Чтобы сохранить память об удавшихся торжествах, Петр заказывает голландскому граверу Схонебеку гравюры, в которых свадьба должна быть запечатлена в мельчайших подробностях. Шанского никак не назовешь шутом в нашем нынешнем понимании этого слова. Представитель одной из старейших дворянских фамилий, он в числе так называемых волонтеров в 1697— 1698 гг. вместе с Петром ездил учиться на Запад, был по-настоящему образован, очень остроумен и хорошо понимал замыслы царя. Тем не менее живописный потрет Шанского не числился среди имущества Преображенского дворца. Петр, по-видимому, не счел его лицом достаточно важным и интересным для подобного представительства. Зато в ассамблейной зале висела «персона иноземца Выменки», состоявшего на должности шута в придворном штате.

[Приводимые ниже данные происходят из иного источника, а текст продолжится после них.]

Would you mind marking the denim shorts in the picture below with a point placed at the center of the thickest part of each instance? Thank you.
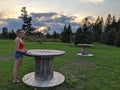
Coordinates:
(18, 55)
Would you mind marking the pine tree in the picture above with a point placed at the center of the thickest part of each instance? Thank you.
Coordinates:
(5, 32)
(97, 30)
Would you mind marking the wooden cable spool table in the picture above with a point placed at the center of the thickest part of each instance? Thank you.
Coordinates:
(44, 76)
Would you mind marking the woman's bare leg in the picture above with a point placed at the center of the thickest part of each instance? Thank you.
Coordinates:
(16, 69)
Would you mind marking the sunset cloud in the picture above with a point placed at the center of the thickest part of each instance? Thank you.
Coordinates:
(92, 1)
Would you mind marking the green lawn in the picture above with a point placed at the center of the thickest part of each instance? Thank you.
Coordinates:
(100, 72)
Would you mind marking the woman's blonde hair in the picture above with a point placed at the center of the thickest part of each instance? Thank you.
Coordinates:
(18, 30)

Однако «принц Вимене», как называли его современники по любимому присловью — искаженному акцентом выражению «вы меня», фигура и вовсе необычная. Настоящее его имя остается загадкой, но именно он становится одним из основоположников русской политической сатиры. Сохранилась любопытная переписка «Выменки» с Петром, дошла до нас и составленная им сатирическая «грамотка» к польскому королю Августу II Саксонскому в связи с далеко идущими военными планами последнего. Темой шуток «принца Вимене» была только внешняя политика России, предметом сатиры — ее внешние враги. Обличье «Нептуна» никак ему не подходило.
А вот какая роль принадлежала двум другим шутам — Андрею Бесящему и Якову Тургеневу?
Еще в прошлом веке было высказано предположение, что под именем Андрея Бесящего скрывается Андрей Матвеевич Апраксин. Был Андрей Апраксин одним из приближенных бояр брата Петра, Иоанна Алексеевича, но состоял в дальнем родстве и с самим Петром. Сестра Апраксина, Марфа Матвеевна, была женой другого брата царя — рано умершего Федора Алексеевича. Но вот что побудило Петра поместить в ассамблейной зале портрет человека, достаточно далекого от его деятельности?
В отличие от двух своих братьев, ближайших соратников Петра, Андрей Апраксин сначала не разделял преобразовательных идей Петра. Попросту они его не занимали, а боярская привычка тешить свой норов постоянно приводила к столкновениям с царем. Вольный дух старого боярства искоренялся Петром жестоко и неуклонно.
Среди «молодецких» выходок Андрея Апраксина одна отличалась особенной бессмысленностью. В 1696 г. под Филями он со своими людьми «смертно прибил» стольника Желябужского с сыном, а при допросе отрекся от своего поступка. Взбешенный Петр приговорил его к исключительно высокому денежному штрафу и битью при всем честном народе кнутом. От кнута Апраксина спасли только неотступные просьбы сестры, царицы Марфы, которая на коленях вымолила у Петра прощение. Битье кнутом заменили прозвищем Бесящий, которое оказалось увековеченным и на специально написанном портрете как предостережение и напоминание всей остальной боярской вольнице. В такой же роли одержимого Апраксин вынужден был принимать участие во всех «действах» Всешутейшего собора: Петр постоянно выставлял его на осмеяние. Чести быть Нептуном ему бы никто не предоставил.
Неизвестный художник. Портрет А. Бесящего (Андрея Матвеевича Апраксина). Кон. XVII — нач. XVIII вв.
По сравнению с другими Преображенскими портретами портрет Якова Тургенева, прямого предка замечательного нашего писателя, оказался в наилучшем положении. Император Павел I забрал его в Гатчину — он собирал все связанное с Петром I. Затем портрет перешел в Русский музей и теперь открывает залы нового русского искусства.